I see a weird issue in my GKE cluster, where inter-namespace API calls take longer.

  • Say I have two namespaces ns-1 and ns-2.
  • I have an API deployed in ns-1, let's call api-service
  • if I call the api-service, from any other app/pod deployed in ns-1, it takes around 5ms.
  • if I call the api-service from an app/pod deployed in ns-2, it takes ~40ms. To call from another namespace I am using FQDN - api-service.ns-1.svc.cluster.local
  • and when I am trying to call the api-service, from ns-1also, using the FQDN -api-service.ns-1.svc.cluster.local`, it is again taking ~25-40ms.

prima-facie it looks like inter-namespace communication, or when you are using FQDN adds latency.
I tried to check the documentation for the same, but couldn't find anything mentioning the same.
Usually this shouldn't be happening but I am clueless as of now.
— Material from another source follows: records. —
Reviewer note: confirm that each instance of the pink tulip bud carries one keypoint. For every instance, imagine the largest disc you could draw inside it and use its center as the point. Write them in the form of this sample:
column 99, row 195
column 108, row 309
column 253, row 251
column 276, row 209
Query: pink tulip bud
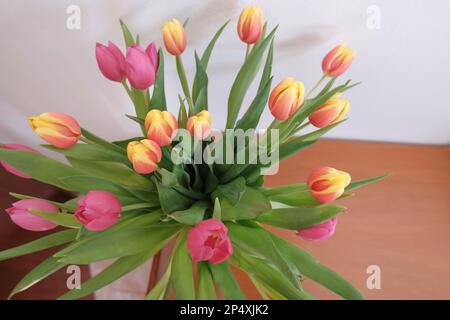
column 111, row 61
column 20, row 213
column 58, row 129
column 332, row 111
column 327, row 184
column 319, row 232
column 250, row 24
column 98, row 210
column 209, row 241
column 338, row 60
column 160, row 126
column 141, row 71
column 10, row 168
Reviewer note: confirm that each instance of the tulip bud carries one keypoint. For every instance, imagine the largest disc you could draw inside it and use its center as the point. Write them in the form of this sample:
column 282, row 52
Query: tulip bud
column 209, row 241
column 58, row 129
column 199, row 125
column 111, row 61
column 144, row 155
column 98, row 210
column 160, row 126
column 21, row 214
column 332, row 111
column 174, row 37
column 140, row 69
column 11, row 169
column 286, row 98
column 319, row 232
column 327, row 184
column 337, row 61
column 250, row 24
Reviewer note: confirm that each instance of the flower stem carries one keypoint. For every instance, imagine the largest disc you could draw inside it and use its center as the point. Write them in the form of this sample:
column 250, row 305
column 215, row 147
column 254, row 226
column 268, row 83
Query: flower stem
column 184, row 82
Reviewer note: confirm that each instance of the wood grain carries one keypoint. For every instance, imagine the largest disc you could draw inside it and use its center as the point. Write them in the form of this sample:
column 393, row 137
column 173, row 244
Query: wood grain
column 401, row 224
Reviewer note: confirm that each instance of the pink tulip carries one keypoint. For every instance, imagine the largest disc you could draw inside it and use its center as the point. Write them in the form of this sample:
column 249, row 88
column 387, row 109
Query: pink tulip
column 98, row 210
column 111, row 61
column 319, row 232
column 12, row 169
column 21, row 215
column 141, row 66
column 209, row 241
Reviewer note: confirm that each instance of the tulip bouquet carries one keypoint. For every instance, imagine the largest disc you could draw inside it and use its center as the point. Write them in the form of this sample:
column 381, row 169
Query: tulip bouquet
column 133, row 197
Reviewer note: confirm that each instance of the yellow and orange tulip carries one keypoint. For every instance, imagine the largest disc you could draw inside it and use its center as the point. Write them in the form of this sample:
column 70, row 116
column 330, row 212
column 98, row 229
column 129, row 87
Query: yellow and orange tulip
column 250, row 24
column 326, row 184
column 338, row 60
column 174, row 37
column 332, row 111
column 144, row 155
column 286, row 98
column 160, row 126
column 199, row 125
column 58, row 129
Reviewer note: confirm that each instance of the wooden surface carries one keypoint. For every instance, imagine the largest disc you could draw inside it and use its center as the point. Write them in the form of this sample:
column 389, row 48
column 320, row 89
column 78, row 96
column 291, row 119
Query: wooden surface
column 401, row 224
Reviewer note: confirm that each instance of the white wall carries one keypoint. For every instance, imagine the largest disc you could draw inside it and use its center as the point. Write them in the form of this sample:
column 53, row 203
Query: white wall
column 404, row 65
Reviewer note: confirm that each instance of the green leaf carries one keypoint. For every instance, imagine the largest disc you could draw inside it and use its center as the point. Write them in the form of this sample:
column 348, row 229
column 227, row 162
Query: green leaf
column 61, row 219
column 41, row 271
column 129, row 40
column 256, row 241
column 251, row 117
column 112, row 171
column 233, row 190
column 244, row 78
column 115, row 271
column 191, row 216
column 39, row 167
column 158, row 100
column 268, row 275
column 251, row 205
column 361, row 183
column 217, row 212
column 182, row 278
column 171, row 200
column 299, row 218
column 224, row 278
column 207, row 53
column 90, row 152
column 43, row 243
column 205, row 289
column 200, row 89
column 124, row 242
column 315, row 271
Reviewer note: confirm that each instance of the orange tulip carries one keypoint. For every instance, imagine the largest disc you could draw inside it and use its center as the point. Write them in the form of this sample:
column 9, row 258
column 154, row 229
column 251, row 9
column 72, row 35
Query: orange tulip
column 58, row 129
column 338, row 60
column 199, row 125
column 144, row 155
column 286, row 98
column 250, row 24
column 332, row 111
column 160, row 126
column 174, row 37
column 327, row 184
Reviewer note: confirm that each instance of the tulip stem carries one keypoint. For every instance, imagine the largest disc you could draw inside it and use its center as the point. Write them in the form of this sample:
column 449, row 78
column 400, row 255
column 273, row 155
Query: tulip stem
column 184, row 82
column 316, row 86
column 247, row 51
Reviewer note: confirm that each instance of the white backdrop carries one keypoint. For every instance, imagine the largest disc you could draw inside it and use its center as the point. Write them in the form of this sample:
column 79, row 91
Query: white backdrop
column 404, row 64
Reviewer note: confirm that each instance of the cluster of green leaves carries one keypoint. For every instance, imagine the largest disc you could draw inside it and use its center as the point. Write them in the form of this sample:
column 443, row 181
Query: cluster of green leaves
column 166, row 204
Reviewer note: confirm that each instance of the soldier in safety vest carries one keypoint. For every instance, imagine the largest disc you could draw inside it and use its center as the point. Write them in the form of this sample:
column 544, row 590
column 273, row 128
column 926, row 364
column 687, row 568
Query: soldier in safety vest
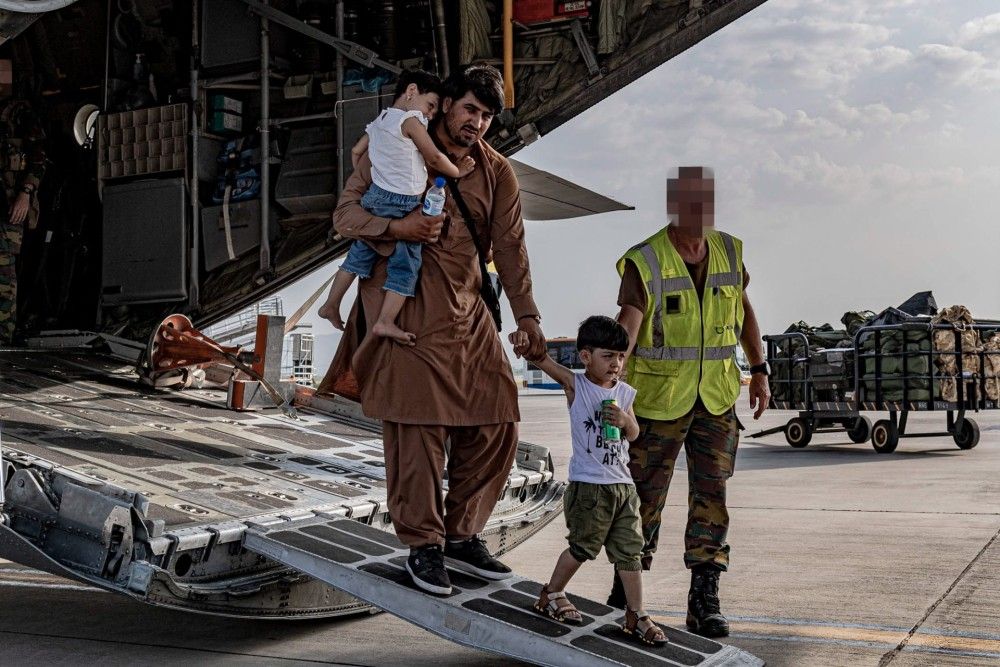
column 684, row 304
column 22, row 161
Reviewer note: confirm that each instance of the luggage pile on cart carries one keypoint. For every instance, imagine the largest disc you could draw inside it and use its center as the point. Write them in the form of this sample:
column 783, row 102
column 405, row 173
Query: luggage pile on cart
column 911, row 358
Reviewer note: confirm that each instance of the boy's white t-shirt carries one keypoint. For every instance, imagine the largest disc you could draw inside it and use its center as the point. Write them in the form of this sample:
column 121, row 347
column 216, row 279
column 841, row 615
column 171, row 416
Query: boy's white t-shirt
column 594, row 460
column 397, row 165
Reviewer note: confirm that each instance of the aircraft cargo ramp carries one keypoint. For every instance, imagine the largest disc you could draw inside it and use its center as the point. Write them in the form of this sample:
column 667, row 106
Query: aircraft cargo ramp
column 495, row 616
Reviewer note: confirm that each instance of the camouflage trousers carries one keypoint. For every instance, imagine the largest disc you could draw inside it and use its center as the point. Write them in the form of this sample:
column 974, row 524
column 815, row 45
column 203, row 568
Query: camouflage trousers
column 710, row 443
column 10, row 247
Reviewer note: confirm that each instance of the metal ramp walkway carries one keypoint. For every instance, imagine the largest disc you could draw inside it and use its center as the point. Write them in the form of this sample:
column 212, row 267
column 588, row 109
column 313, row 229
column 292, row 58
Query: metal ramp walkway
column 492, row 616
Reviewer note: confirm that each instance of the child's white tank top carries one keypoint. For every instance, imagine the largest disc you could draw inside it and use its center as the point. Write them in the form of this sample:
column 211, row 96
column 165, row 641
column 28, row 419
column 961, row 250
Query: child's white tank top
column 397, row 165
column 594, row 460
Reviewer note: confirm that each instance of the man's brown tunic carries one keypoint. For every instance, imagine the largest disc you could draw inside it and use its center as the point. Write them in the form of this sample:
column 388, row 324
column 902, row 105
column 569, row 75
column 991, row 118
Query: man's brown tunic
column 457, row 375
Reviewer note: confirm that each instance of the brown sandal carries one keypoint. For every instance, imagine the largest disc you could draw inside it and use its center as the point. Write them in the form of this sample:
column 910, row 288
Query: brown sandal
column 557, row 606
column 653, row 635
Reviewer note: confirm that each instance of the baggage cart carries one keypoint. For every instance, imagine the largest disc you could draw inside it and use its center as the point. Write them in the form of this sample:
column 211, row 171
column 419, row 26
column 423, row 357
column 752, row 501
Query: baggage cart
column 897, row 368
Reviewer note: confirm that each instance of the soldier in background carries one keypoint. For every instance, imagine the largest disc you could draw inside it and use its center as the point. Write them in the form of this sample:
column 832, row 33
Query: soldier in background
column 684, row 305
column 22, row 159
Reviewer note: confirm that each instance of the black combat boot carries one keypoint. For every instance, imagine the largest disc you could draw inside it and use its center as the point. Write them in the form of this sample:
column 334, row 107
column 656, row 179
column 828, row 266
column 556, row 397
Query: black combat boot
column 704, row 615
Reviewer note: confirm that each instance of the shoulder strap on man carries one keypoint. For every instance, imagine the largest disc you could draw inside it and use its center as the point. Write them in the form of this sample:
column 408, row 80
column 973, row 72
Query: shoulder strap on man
column 487, row 292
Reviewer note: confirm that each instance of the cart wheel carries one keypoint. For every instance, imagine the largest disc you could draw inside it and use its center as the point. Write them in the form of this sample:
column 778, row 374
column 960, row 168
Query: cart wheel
column 968, row 436
column 798, row 432
column 860, row 430
column 885, row 436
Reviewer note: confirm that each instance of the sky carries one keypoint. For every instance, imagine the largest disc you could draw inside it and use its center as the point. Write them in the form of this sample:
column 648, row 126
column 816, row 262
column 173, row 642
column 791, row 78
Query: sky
column 854, row 145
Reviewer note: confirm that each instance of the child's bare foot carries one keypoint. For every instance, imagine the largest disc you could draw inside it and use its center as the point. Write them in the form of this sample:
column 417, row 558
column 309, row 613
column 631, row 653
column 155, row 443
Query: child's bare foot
column 390, row 330
column 331, row 312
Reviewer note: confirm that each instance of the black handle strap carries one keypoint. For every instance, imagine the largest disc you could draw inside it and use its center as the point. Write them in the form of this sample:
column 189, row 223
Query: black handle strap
column 487, row 292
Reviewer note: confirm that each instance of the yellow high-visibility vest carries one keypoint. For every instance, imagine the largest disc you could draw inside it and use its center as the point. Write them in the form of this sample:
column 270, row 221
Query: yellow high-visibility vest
column 686, row 347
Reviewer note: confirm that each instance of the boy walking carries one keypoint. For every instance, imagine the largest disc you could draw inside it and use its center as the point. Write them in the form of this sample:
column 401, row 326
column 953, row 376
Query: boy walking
column 601, row 504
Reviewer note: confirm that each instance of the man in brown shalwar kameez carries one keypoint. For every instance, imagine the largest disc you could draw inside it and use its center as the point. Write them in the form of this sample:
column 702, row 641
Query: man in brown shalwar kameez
column 455, row 384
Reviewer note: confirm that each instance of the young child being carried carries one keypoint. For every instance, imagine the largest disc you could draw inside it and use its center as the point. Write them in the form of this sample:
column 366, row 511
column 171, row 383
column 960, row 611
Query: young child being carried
column 601, row 504
column 400, row 150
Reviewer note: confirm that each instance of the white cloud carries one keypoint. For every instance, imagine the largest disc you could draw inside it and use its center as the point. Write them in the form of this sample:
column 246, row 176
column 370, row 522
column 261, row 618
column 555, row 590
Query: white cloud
column 978, row 29
column 960, row 66
column 877, row 115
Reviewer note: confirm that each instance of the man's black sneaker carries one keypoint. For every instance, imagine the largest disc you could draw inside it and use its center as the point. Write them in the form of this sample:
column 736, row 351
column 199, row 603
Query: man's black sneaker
column 472, row 556
column 426, row 567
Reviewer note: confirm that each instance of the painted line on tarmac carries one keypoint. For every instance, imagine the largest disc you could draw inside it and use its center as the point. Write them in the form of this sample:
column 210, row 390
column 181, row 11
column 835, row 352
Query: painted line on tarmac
column 845, row 510
column 863, row 644
column 120, row 642
column 866, row 635
column 912, row 635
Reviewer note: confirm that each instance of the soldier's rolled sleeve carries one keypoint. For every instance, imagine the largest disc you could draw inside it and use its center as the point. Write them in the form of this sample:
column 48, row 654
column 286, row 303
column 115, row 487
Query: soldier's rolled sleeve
column 510, row 253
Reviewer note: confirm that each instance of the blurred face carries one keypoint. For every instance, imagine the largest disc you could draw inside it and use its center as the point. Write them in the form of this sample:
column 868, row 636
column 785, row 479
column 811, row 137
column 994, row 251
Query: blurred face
column 427, row 104
column 603, row 366
column 466, row 119
column 691, row 204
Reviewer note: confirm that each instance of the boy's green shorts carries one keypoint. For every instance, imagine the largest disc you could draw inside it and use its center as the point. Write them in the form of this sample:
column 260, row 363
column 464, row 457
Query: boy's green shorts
column 604, row 515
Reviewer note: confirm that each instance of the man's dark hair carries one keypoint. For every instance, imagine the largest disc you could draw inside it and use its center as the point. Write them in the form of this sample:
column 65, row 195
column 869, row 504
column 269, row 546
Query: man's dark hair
column 483, row 81
column 426, row 82
column 601, row 331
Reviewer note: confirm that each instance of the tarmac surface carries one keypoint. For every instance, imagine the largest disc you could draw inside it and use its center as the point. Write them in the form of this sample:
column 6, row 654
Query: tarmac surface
column 840, row 556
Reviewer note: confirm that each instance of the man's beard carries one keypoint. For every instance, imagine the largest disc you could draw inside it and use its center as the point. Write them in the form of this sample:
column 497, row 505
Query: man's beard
column 459, row 138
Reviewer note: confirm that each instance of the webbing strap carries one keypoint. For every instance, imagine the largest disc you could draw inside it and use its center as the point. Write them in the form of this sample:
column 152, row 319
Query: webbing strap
column 673, row 284
column 730, row 244
column 685, row 353
column 719, row 353
column 653, row 262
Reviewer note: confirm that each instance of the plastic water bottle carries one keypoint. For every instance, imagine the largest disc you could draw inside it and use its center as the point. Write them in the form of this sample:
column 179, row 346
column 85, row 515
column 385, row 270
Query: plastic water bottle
column 434, row 199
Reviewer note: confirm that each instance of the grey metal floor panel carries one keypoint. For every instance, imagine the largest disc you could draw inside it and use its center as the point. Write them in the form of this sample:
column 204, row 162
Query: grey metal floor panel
column 495, row 616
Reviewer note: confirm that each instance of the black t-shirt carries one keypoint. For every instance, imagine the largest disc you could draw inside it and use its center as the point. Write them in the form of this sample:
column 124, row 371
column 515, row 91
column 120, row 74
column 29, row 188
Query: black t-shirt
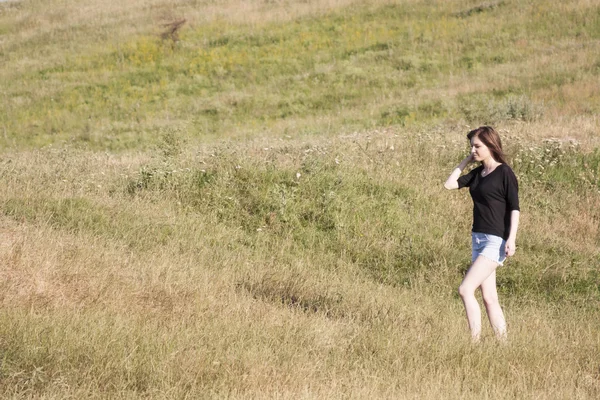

Any help regarding the same would be appreciated.

Note:

  • I am making the same API call from both the pods
  • Response time from different pods:
//calling from the same namespace (ns-1)
# curl -X POST  "http://api-service:8080/hello" -w %{time_connect}:%{time_starttransfer}:%{time_total}
0.004539:0.007073:0.007096

//calling from the same namespace (ns-1)
# curl -X POST  "http://api-service.ns1.svc.cluster.local:8080/hello" -w %{time_connect}:%{time_starttransfer}:%{time_total}
0.028735:0.030097:0.030158

//calling from a different namespace (ns-2)
# curl -X POST  "http://api-service.ns1.svc.cluster.local:8080/hello" -w %{time_connect}:%{time_starttransfer}:%{time_total}
0.125594:0.163450:0.163519
0.028722:0.030159:0.030221

or if anyone can point me to the correct documentation for the same.

1

There are 1 best solutions below

0
Veera Nagireddy On

As per your question it seems there is a latency issue due to inter-namespace communication, or when you are using FQDN adds latency.

Can you try the below process, which may help to reduce the latency :

1. How to reduce Inter-namespace communication Latency:

The DNSCache from k8s and the one from GCP may have an increase of 2.5x which means that it's definitely better if you want to reduce the latency.

Try below different configurations:

a. Enable Node Local DNSCache as noted in the official k8s documentation.

b. Addon DNSCache as mentioned in GCP official documentation.

c. Without using any DNSCache, only the native kube-dns

2. How to reduce FQDN Latency:

If you are able to configure your application to make DNS queries to the hostname with a trailing dot (for example, google.com.). The reason for adding a trailing dot is right now the ndots should be the default which is set to 5. This would mean any hostname with less than 5 dots would not be treated as an FQDN and results in generating more DNS queries (roughly 6 per DNS query with an FQDN containing less than 5 dots as it will append the search domains ..svc.cluster.local, .svc.cluster.local, .cluster.local, .c..internal, and .google.internal. before attempting the hostname by itself). If you weren’t able to configure the application to make the changes the other option we could try is by implementing a specific DNS configuration on a per-deployment basis:

apiVersion: extensions/v1beta1
kind: Deployment
metadata:
name: ubuntu
spec:
replicas: 3
template:
metadata:
labels:
app: ubuntu
spec:
containers:
- name: ubuntu-sleep-cnt
image: ubuntu
command:
- /bin/sh
- -c
- echo hello && sleep 6000000
dnsConfig:
options:
- name: ndots
value: "1"

Above will create a resolve.conf with the ndot value set to 1. So any hostname with at least a single dot will be treated as a FQDN. This should alleviate some of the strain on KubeDNS and Node Local DNSCache.